1. **Linear attention.** Why is it called "linear" — in which variable does complexity become linear? What approximation or structural change is made versus standard softmax attention, and what information can be lost relative to exact softmax?
2. **Group-Query Attention (GQA).** What is grouped/shared between heads? Why does this help inference efficiency and KV-cache memory? What are the typical quality/accuracy trade-offs, and how does GQA relate to multi-head and multi-query attention?

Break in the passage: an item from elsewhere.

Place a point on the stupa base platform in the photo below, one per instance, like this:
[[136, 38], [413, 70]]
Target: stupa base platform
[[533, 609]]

```hint Where the quadratic cost comes from
Standard attention is $\text{softmax}(QK^\top/\sqrt{d})V$ with $Q,K,V\in\mathbb{R}^{n\times d}$. Locate which intermediate matrix is $n\times n$ — that term is the entire reason cost is quadratic in sequence length.
```
```hint Linear attention: reorder the matmuls
If you could remove the softmax nonlinearity and write the scores as $\phi(Q)\phi(K)^\top$ for some feature map $\phi$, associativity lets you compute $\phi(K)^\top V$ *first*. Think about what that buys you and what property of softmax (normalization / competition between keys) you give up.
```
```hint GQA: what scales the KV cache
During autoregressive decoding you cache one K and one V per token *per KV head*. So ask: which knob — number of query heads or number of key/value heads — actually drives cache size and memory bandwidth? GQA sits between two familiar extremes.
```
#### What This Part Should Cover
- Correct identification that linear attention removes the explicit $n\times n$ matrix (via a kernel feature map and matmul re-association), making cost roughly linear in $n$; honest accounting of the lost exact-softmax normalization / key-competition / selectivity.

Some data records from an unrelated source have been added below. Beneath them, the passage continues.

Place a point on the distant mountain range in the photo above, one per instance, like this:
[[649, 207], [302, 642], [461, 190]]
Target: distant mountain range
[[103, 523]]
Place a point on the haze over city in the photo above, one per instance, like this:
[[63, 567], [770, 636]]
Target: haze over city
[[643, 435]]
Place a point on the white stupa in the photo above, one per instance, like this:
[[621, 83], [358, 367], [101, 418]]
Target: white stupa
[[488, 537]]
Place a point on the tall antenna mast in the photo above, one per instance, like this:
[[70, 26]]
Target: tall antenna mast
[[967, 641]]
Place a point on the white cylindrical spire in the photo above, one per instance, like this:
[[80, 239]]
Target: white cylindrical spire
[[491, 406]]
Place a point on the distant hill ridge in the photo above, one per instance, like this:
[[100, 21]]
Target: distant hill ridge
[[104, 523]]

- Awareness that exact softmax (e.g. FlashAttention) is often still preferred at moderate context lengths because it preserves behavior while improving constants.
- GQA explained as sharing K/V across groups of query heads ($H_{kv}<H_q$), with the KV-cache-size argument tied to the number of KV heads, and the capacity-vs-efficiency trade-off.

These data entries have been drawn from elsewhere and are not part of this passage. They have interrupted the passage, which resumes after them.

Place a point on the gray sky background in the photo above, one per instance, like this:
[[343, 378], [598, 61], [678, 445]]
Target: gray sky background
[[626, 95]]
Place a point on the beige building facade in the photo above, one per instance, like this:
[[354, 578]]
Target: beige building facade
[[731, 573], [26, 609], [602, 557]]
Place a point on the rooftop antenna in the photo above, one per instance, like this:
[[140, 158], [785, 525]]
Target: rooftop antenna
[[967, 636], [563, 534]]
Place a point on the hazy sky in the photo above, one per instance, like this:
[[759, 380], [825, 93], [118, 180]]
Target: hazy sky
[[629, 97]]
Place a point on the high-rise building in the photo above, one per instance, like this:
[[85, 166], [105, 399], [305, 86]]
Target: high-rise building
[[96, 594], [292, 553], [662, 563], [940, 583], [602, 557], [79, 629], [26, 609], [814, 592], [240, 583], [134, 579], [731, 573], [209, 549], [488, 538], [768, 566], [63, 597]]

- Placement of GQA on the spectrum: multi-head (max capacity, max KV cost) → GQA (middle ground) → multi-query (one KV head, cheapest, more potential quality loss).
### Follow-up Questions
- PPO and TRPO are usually run on-policy. What concretely breaks if you reuse a large replay buffer of old trajectories to maximize the PPO clipped objective, and how does the clip range $\epsilon$ interact with how stale that data is?
- GAE's $\lambda$ and the discount $\gamma$ both down-weight the future. How are their roles different, and why do practitioners tune them separately?
- Linear attention promises $O(n)$ scaling but is not dominant in frontier LLMs. Give two concrete reasons exact softmax attention (with FlashAttention-style kernels) still wins in practice.
- You must cut KV-cache memory by 4x on a serving model with 32 query heads. Compare moving to GQA with 8 KV heads versus multi-query (1 KV head) versus a linear-attention layer — what would you measure to choose?
Quick Answer: This question evaluates understanding of reinforcement learning policy types and modern policy-gradient techniques (TRPO, PPO, GAE) alongside attention mechanism variants (linear attention, Group‑Query Attention), testing competency in algorithmic trade-offs, stability, bias–variance dynamics, and efficiency considerations.